La Chine a été un moteur pour la construction d'infrastructures. Elle fait également renaître des projets jugés insuffisamment rentables par les entreprises occidentales. Mais, certaines industries africaines naissantes ont été touchées par la concurrence chinoise, et la population locale ne bénéficie pas toujours de l'effet d'aubaine de ces nouveaux projets, en raison d'un taux insuffisant de “local content”, c'est-à-dire d'embauche et de sous-traitance locale. [..] Malgré des liens forts avec un certain nombre d’États africains, la France a eu tendance, sur le long terme, à se retirer de ce continent. Le poids des investissements, la présence militaire, tous les indicateurs vont dans ce sens.

Pour autant, cette initiative semble indiquer que la France ne compte laisser la Chine élargir son influence sans résistance. Un entretien de M. Moscovici sur Jeune Afrique confirme les velléités de la France. Le ministre français de l'économie affirme ainsi :

L'Afrique subsaharienne ne représente que 3 % des exportations et des importations françaises, avec à peu près 14 milliards d'euros d'importations et 12 milliards d'exportations. C'est trop peu. Je ne veux pas critiquer la Chine, je trouve cela désuet. C'est en réorientant le partenariat entre la France et l'Afrique vers l'investissement que nous trouverons de meilleures réponses. En aidant nos entreprises à mieux appréhender le risque, qu'elles tendent à surévaluer ; à aller de l'avant, en donnant une priorité au secteur de l'énergie où nous avons une grande expertise. Nous n'avons pas à avoir peur des Chinois.
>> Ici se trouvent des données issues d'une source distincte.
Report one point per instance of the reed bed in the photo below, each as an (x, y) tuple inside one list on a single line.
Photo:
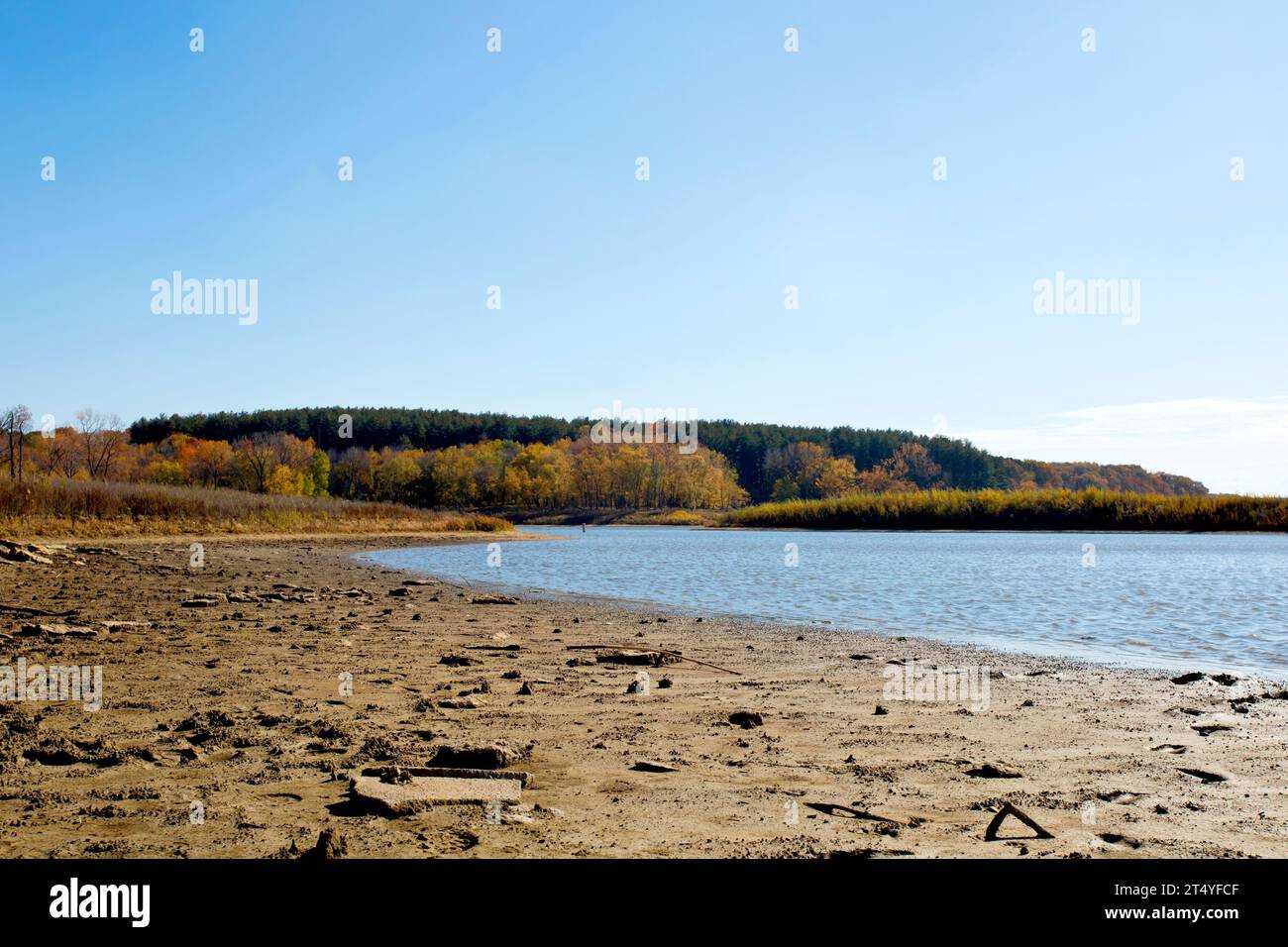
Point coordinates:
[(1026, 509), (59, 506)]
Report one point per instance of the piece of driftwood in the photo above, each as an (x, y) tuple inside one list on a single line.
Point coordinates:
[(848, 812), (647, 648), (1008, 809), (26, 609)]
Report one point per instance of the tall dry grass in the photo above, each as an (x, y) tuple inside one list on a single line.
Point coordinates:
[(1025, 509), (58, 506)]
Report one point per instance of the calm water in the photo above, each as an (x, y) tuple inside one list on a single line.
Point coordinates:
[(1151, 600)]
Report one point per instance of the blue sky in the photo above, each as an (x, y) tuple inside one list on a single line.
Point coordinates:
[(811, 169)]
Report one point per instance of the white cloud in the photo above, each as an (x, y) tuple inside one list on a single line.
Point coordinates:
[(1231, 445)]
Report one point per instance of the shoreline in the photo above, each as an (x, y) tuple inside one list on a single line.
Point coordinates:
[(236, 705), (555, 596)]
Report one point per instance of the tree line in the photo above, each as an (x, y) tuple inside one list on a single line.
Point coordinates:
[(751, 450)]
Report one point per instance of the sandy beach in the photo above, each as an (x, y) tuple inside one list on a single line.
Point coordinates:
[(226, 686)]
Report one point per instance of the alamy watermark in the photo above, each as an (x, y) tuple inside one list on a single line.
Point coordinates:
[(80, 684), (651, 425), (966, 684), (1076, 296), (179, 296)]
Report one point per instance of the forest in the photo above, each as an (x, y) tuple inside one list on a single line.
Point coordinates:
[(769, 462)]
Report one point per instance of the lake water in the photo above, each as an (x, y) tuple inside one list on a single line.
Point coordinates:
[(1189, 602)]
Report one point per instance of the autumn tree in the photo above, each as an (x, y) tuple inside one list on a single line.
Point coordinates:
[(101, 441)]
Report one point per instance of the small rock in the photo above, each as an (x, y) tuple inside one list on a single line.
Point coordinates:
[(746, 719)]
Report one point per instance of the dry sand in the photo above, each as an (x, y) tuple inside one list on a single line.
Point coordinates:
[(239, 706)]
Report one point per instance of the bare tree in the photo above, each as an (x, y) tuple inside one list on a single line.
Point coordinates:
[(102, 440), (17, 423)]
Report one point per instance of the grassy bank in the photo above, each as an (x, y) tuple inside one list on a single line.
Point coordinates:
[(605, 517), (56, 506), (1029, 509)]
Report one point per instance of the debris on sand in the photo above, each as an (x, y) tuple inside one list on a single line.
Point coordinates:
[(653, 659), (204, 600), (468, 702), (1207, 729), (58, 631), (400, 791), (651, 767), (331, 844), (496, 755), (20, 552), (458, 660), (990, 772), (746, 719), (846, 812), (1008, 809)]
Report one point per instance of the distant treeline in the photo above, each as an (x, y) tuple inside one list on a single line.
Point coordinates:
[(756, 453), (1029, 509)]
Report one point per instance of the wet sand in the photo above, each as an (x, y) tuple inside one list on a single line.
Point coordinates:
[(240, 706)]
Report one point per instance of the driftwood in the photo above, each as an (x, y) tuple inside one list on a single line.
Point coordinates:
[(25, 609), (1008, 809), (647, 648)]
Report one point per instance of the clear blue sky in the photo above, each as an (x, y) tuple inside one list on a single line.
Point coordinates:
[(768, 169)]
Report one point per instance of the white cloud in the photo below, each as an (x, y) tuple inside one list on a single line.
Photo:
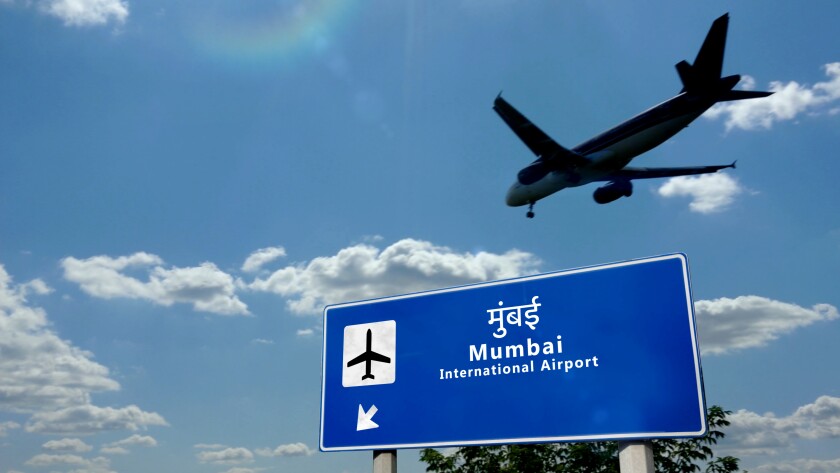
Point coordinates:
[(767, 434), (239, 469), (209, 446), (297, 449), (206, 287), (787, 103), (119, 447), (261, 257), (95, 465), (226, 456), (5, 427), (105, 450), (67, 445), (710, 193), (90, 419), (800, 466), (727, 324), (38, 370), (86, 12), (363, 271)]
A Madagascar, le rôle de la Chine dans l'exploitation des ressources naturelles du pays et notamment le trafic illégal de bois de rose a été longuement discuté.  Cependant le rôle de la France dans la crise politique malgache de 2009 ont rendu les observateurs locaux méfiants des initiatives françaises pour aider l'Afrique. Ainsi, Lalatiana rapporte les échanges d'observateurs sur les difficultés des pays africains francophones après la colonisation dont cette intervention de Rajo Rajaonarivelo :

Il est indéniable que les français ont voulu implanter des modèles de gouvernance et des gouvernants qui servent leurs intérêts dans les pays anciennement colonisés. Mais, comme on dit, it takes two to tango, il faut bien que nos gouvernants soient d’accord. Etait-ce le cas ? à nous tous d’y répondre. Sur un autre plan, avant la colonisation et même quelques années après, nous avions atteint l’auto-suffisance en riz. Il y a même eu des années où Madagascar en exportait. Aujourd’hui, nous sommes obligés d’importer 200 000 à 300 000 tonnes par an. Je ne pense pas que la France ou le Royaume-uni ait un quelconque intérêt là-dedans.

Il semblerait qu'un consensus existe sur la nécessité pour les pays africains de savoir mieux négocier l'exploitation des ressources naturelles. Si les effets de cette mesure parviennent à des contrats effectivement plus équitables, personne ne se souciera alors que cette initiative ait été faite avec des objectifs géopolitiques bien précis.